Even if you can get a personal loan from a lender that allows you to invest the funds, there are a number of items you’ll want to consider before you proceed.
- Your credit — If you have strong credit and can get a low enough interest rate to make the investment worthwhile, you may want to consider it. If you have bad credit, you’ll have a hard time getting a low enough interest rate to make it pay off.
- Your income — If you’re investing in yourself by pursuing a professional certification that could improve your career options or income, it could be worth borrowing money to make it happen. The same may be true if you want to invest in your small business.
- You can afford the risk — Virtually no investment opportunity comes without risk, so even if you’re confident in the likelihood of a solid return, it’s important to prepare for a loss. If you can financially take that loss without missing a beat on your monthly payments, it could be a way to leverage your money.
That said, there are quite a few potential pitfalls to watch out for.
- The investment may fail — Your investment may not pan out how you’d hoped, and in extreme cases, you could lose all of your money. If this happens, you still need to pay off the debt, and if you can’t, it could significantly damage your credit history.
- Your loan rate could outpace your return — While you may think a personal loan is a good bet because the interest rate is lower than the historical returns of an investment, past performance of an investment doesn’t guarantee future results. If you don’t make enough from the investment to cover the interest charges and origination fees on the loan, you’ll end up with less money than when you started.
- Taxes — When you sell an investment, you may be subject to a short- or long-term capital gains tax. This tax eats into your effective return and could result in your losing money after interest and fees on the loan.
- A negative return could put you “under water” on your loan — If your plan is to pay off the loan with one payment once you’ve achieved your investment goal, you may be in for a surprise if the investment doesn’t go as well as you wanted. If it ends up being lower than the loan balance, you’ll have to come up with the remaining balance another way.
- Unexpected problems could ruin your plans — If you lose your job or run into another major financial emergency, you may need to liquidate your investment to cover your expenses. In this scenario, your personal loan payment will still be due, and you may not have the income to pay it.
If you’re thinking about using a personal loan for investing, it’s crucial that you think about both the benefits and the risks before you apply.
What’s next: Take stock of your situation before you borrow to invest
Now that you understand both the advantages and disadvantages of using a personal loan for investing, it’s important to apply them to your specific situation.

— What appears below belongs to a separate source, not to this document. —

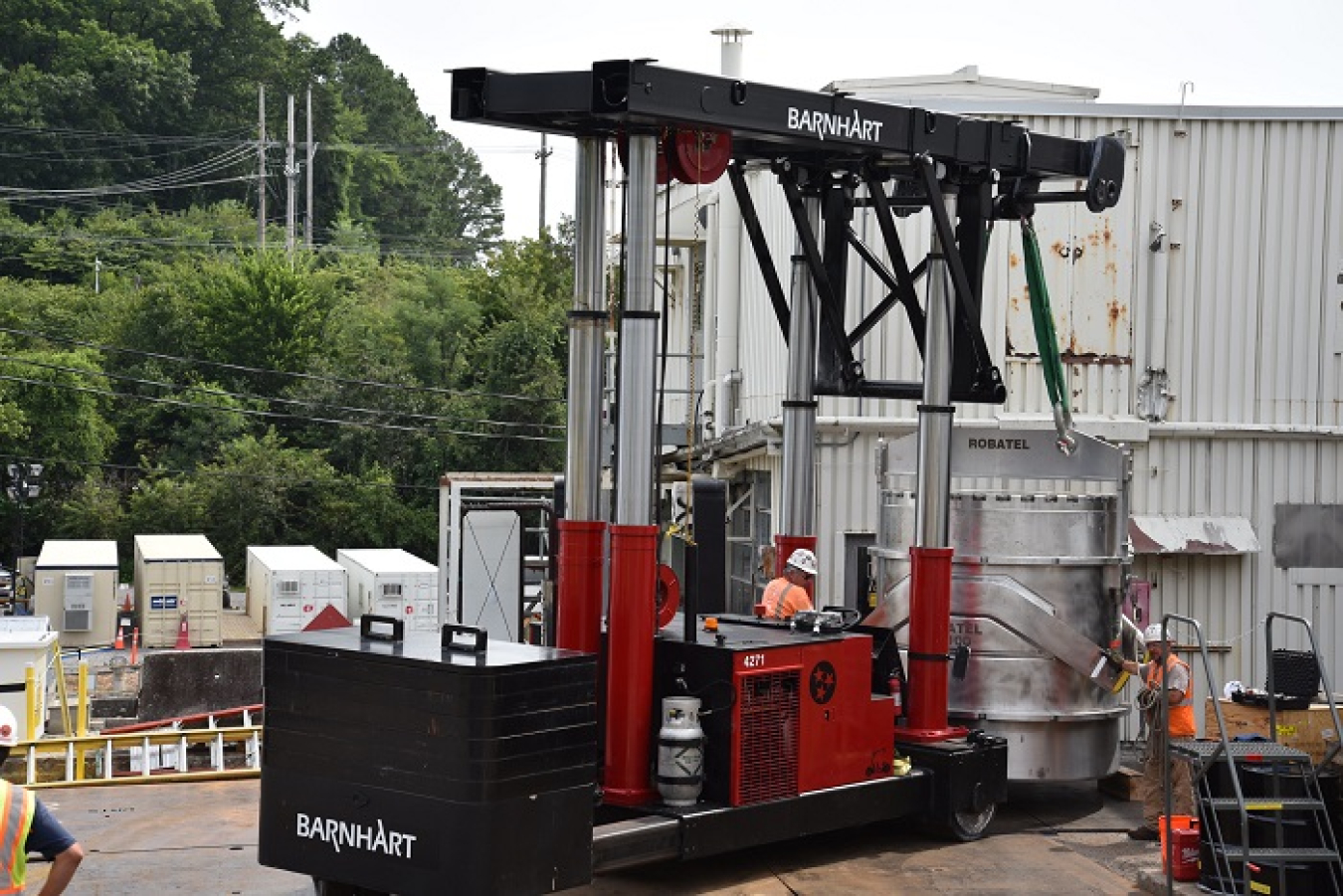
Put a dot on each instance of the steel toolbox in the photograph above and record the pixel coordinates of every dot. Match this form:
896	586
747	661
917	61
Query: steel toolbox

To start, you’ll want to get an idea of what current interest rates look like, particularly for your credit situation. Many personal loan lenders allow you to get prequalified before you submit an application, so you can view loan offers without a hard credit check.

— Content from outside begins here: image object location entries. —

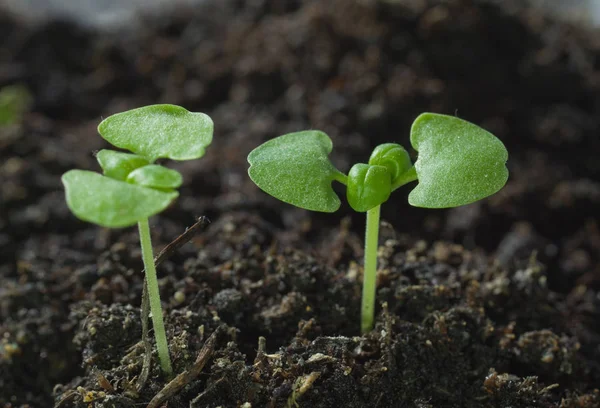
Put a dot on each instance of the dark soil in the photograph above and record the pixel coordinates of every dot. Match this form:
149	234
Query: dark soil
496	304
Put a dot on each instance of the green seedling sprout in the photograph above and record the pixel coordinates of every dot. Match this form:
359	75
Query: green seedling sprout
15	101
133	187
458	163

This process can help you determine which lender may give you the best interest rate. If your credit needs some work, take time to build your credit before you continue.

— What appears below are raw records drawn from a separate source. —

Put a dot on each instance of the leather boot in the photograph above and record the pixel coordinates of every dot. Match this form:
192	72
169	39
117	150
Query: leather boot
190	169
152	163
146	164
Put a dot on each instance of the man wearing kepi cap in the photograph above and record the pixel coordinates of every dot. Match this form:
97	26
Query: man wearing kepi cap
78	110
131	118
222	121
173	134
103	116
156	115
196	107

Even if you can get a low interest rate, though, you’ll need to think about how averse you are to risk. If you’re worried about losing money on your investment and the consequences that ensue, it may not be worth it. But if you generally have a low aversion to risk with investing, think about how much you can afford in both the best and worst-case scenarios.
Finally, it’s important to make an honest assessment of your experience with investing. It’s easy to get caught up in the excitement over a particular investment opportunity, and you may worry about missing out on big gains.
But if you don’t have a lot of experience or expertise with this particular opportunity or investing in general, you may be better off waiting and developing some experience before you take such a big risk.